Jivago acrescenta que a liberação dos recursos do FGTS para pagamento de creches infantis ainda representa uma “tentativa do Estado de furtar-se da obrigação constitucional de elaborar política pública de assistência gratuita aos filhos das trabalhadoras e trabalhadores”, prevista no artigo 7º da Constituição Federal.

“Além de privatizá-la, a MP desloca o custeio da política pública do orçamento dos entes federados para o FGTS. Colocada em perspectiva com outras ações do atual governo que permitiram saques de recursos do FGTS, a medida desvirtua a finalidade do fundo e pode desfalcá-lo, embora a forma dos saques ainda não tenha sido regulamentada”, alerta.

Licença-maternidade

A medida provisória também assegura a concessão flexibilizada do benefício de licença-maternidade. Neste caso, abre-se uma brecha para a suspensão do contrato de trabalho, que poderá ser efetuada “após o término da licença-maternidade da esposa ou companheira do empregado”.

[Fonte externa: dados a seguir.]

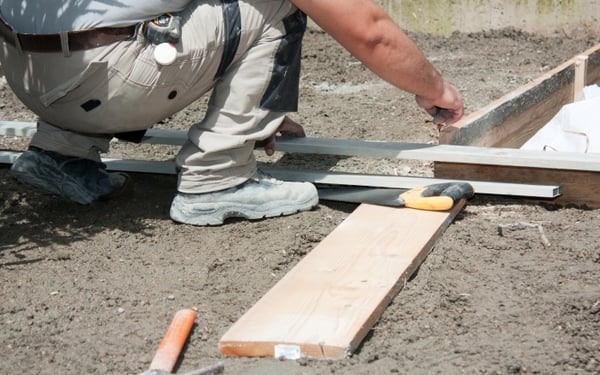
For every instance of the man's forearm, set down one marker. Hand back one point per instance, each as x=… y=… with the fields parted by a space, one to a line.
x=369 y=34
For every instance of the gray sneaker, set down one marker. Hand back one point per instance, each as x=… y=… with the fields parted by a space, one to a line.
x=79 y=180
x=260 y=197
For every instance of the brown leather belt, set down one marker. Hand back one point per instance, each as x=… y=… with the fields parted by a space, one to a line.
x=77 y=40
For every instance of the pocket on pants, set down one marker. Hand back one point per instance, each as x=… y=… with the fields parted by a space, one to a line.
x=93 y=77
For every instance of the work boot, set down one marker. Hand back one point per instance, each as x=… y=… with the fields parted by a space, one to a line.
x=259 y=197
x=79 y=180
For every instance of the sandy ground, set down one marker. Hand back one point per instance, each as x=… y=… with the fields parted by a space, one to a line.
x=92 y=289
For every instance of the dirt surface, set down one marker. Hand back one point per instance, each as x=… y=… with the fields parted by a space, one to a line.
x=92 y=289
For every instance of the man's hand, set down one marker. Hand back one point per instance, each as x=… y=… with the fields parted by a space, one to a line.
x=447 y=109
x=288 y=128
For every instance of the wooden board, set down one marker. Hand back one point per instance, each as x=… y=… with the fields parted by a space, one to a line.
x=325 y=306
x=579 y=188
x=513 y=119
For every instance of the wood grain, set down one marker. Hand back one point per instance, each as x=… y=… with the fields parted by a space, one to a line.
x=325 y=306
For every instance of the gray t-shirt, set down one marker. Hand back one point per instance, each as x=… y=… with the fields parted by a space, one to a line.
x=51 y=16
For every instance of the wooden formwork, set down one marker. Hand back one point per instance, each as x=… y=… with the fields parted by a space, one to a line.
x=513 y=119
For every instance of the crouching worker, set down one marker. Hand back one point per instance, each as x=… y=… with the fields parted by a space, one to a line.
x=97 y=70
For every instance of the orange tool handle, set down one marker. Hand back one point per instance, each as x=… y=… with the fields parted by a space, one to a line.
x=173 y=341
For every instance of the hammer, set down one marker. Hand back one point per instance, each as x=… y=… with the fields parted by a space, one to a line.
x=171 y=345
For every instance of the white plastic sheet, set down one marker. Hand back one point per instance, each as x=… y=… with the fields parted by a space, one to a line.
x=575 y=128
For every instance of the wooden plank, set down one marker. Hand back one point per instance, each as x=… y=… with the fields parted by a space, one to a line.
x=324 y=307
x=513 y=119
x=579 y=188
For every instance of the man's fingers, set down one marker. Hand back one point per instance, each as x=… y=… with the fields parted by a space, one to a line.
x=288 y=128
x=291 y=128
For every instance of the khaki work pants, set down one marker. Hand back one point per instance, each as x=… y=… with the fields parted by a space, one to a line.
x=127 y=90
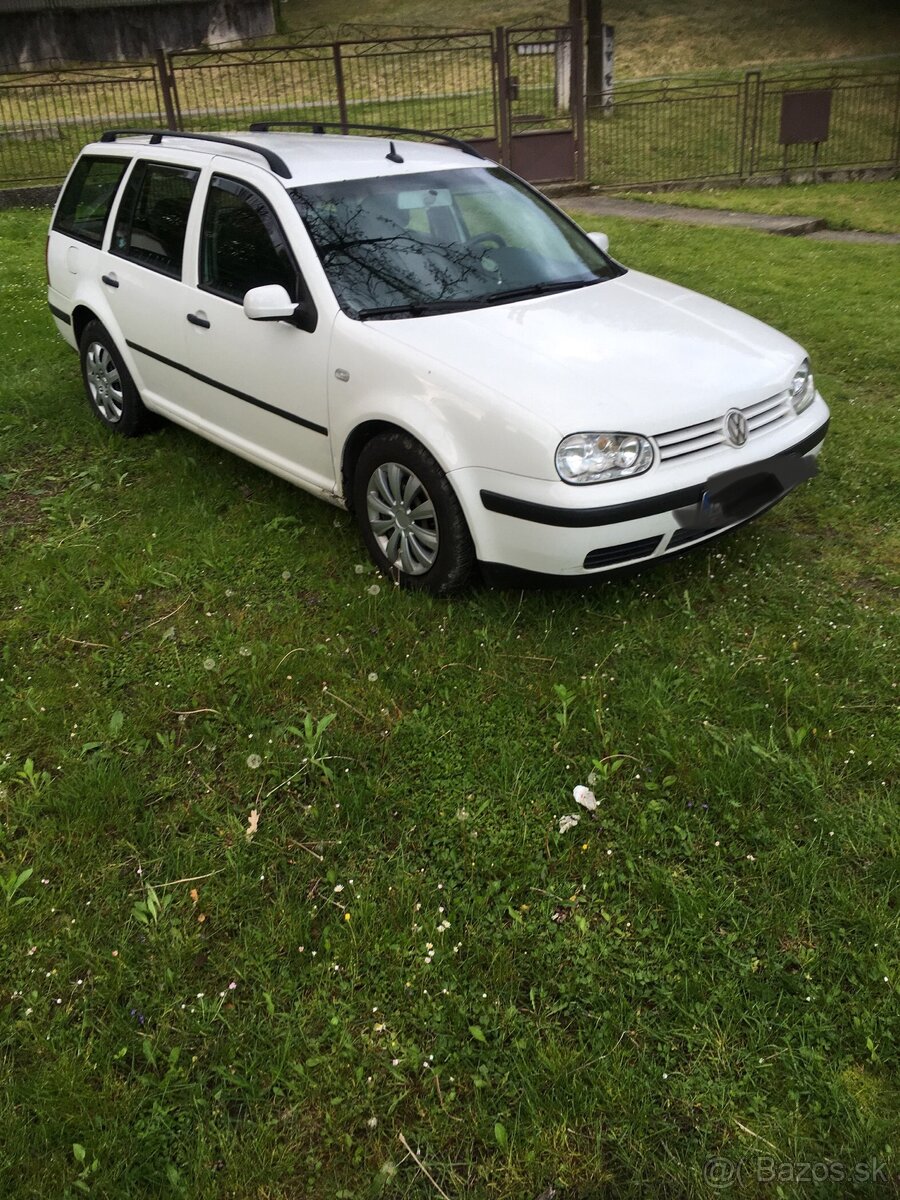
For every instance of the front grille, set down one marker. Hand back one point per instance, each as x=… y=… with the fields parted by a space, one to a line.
x=624 y=553
x=765 y=414
x=682 y=537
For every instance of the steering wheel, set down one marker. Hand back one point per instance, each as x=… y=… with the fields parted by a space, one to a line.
x=487 y=241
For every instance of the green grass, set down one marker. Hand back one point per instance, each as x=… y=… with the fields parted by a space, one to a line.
x=700 y=971
x=874 y=207
x=658 y=36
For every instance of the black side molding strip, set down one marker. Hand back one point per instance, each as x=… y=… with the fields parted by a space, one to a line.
x=615 y=514
x=232 y=391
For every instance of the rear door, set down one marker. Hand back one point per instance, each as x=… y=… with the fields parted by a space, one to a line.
x=142 y=276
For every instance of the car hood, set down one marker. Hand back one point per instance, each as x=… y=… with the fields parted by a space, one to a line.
x=635 y=353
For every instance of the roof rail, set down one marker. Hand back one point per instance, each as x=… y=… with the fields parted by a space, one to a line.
x=275 y=161
x=343 y=126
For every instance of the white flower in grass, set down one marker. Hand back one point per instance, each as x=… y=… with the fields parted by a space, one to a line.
x=585 y=797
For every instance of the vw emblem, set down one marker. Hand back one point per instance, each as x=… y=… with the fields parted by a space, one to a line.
x=735 y=427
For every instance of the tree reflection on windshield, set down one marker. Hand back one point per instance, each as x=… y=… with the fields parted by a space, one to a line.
x=418 y=244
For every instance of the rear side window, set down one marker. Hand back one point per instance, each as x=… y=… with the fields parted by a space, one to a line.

A diretora de Articulação Política da Elas no Poder diz que a possibilidade de suspensões de contratos trabalhistas “prevê a possibilidade de não recebimento salarial”, o que Rahal considera como uma “medida descolada da realidade do trabalhador brasileiro”.

Os especialistas apontam ainda barreiras raciais, de escolaridade, de classe social, e outros fatores. “Quase metade das trabalhadoras que tiram licença-maternidade está fora do mercado de trabalho após 24 meses. Uma política de inclusão eficaz deveria observar os nuances desse fenômeno discriminatório e o impacto desproporcional que a pandemia do Coronavírus teve sobre as trabalhadoras”, diz Jivago.

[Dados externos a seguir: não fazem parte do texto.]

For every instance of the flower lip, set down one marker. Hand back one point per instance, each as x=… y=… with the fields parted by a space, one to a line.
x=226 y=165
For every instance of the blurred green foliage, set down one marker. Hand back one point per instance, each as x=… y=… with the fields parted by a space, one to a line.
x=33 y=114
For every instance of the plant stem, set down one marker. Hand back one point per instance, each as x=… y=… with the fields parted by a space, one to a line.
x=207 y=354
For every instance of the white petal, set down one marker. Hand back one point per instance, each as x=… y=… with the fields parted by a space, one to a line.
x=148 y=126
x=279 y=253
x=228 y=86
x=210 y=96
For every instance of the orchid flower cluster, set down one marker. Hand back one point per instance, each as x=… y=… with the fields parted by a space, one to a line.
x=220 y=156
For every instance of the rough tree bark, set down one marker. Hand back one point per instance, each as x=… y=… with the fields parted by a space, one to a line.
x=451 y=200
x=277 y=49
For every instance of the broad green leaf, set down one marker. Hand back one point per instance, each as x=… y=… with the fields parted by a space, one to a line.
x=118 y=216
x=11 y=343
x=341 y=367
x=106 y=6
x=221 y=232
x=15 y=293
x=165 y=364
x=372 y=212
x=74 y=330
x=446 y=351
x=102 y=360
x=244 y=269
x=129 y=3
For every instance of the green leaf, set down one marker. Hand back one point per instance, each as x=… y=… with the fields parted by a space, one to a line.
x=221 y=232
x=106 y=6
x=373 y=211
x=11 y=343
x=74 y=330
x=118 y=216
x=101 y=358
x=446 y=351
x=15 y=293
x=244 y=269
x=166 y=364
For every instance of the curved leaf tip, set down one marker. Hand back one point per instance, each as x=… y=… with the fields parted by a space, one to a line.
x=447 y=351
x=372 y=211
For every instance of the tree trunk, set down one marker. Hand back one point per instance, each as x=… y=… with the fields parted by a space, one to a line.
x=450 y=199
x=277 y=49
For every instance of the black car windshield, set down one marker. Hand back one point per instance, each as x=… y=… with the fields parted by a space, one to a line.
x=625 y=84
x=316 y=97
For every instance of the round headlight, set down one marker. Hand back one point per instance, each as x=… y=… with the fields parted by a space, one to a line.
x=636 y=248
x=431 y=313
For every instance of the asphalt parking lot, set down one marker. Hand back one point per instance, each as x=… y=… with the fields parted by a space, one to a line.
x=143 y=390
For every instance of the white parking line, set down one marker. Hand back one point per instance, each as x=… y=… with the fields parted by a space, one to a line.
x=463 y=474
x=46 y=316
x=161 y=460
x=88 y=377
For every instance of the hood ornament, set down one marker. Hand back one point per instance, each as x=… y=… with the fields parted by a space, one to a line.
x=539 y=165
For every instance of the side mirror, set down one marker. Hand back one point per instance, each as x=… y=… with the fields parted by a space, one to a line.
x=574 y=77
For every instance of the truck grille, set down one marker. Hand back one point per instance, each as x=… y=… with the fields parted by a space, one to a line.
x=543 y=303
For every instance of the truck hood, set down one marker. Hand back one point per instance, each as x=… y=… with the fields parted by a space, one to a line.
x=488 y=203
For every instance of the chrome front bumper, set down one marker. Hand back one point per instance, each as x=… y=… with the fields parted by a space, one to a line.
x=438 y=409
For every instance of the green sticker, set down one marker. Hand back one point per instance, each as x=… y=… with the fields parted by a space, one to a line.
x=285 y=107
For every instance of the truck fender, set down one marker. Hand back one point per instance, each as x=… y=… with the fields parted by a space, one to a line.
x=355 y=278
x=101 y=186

O estudo citado pelo especialista foi realizado pela Fundação Getulio Vargas (FGV), em 2016. O levantamento mostra que a maior parte das saídas do mercado de trabalho se dá sem justa causa e por iniciativa do empregador.

A análise ainda destaca que a permanência no mercado depende da educação da mãe: das trabalhadoras com mais escolaridade, 35% deixam o emprego após 12 meses do início da licença, enquanto a saída do trabalho ocorre com 51% das mulheres que têm nível educacional mais baixo.

Doutor em direito processual pela Universidade Estadual do Rio de Janeiro (Uerj), Irapuã Santana chama atenção para outro fator: a qualificação de mulheres negras e que são mães. De acordo com cálculo feito em 2021, pelos pesquisadores lInsper Sergio Firpo, Michael França e Alysson Portella, para o Índice Folha de Equilíbrio Racial, o Brasil deve atingir equilíbrio racial no ensino superior só na próxima década.

“A gente viu como a pandemia impactou no desemprego e, também, na capacitação das pessoas. Se você teve um deficit de capacitação, obviamente fica mais difícil de entrar no mercado de trabalho”, explica o doutor em direito.

“Existe um problema muito sério com relação a barreiras para o mercado de trabalho, principalmente para mulheres mães e jovens. Existe um dado que mostra que 25% das mulheres negras desempregadas, elas não têm emprego, justamente porque não têm com quem deixar seus filhos”, destaca Santana.

Pesquisa do Instituto de Pesquisa Econômica Aplicada (Ipea) divulgada em 2018 aponta que as mulheres negras estão 50% mais suscetíveis ao desemprego do que outros grupos.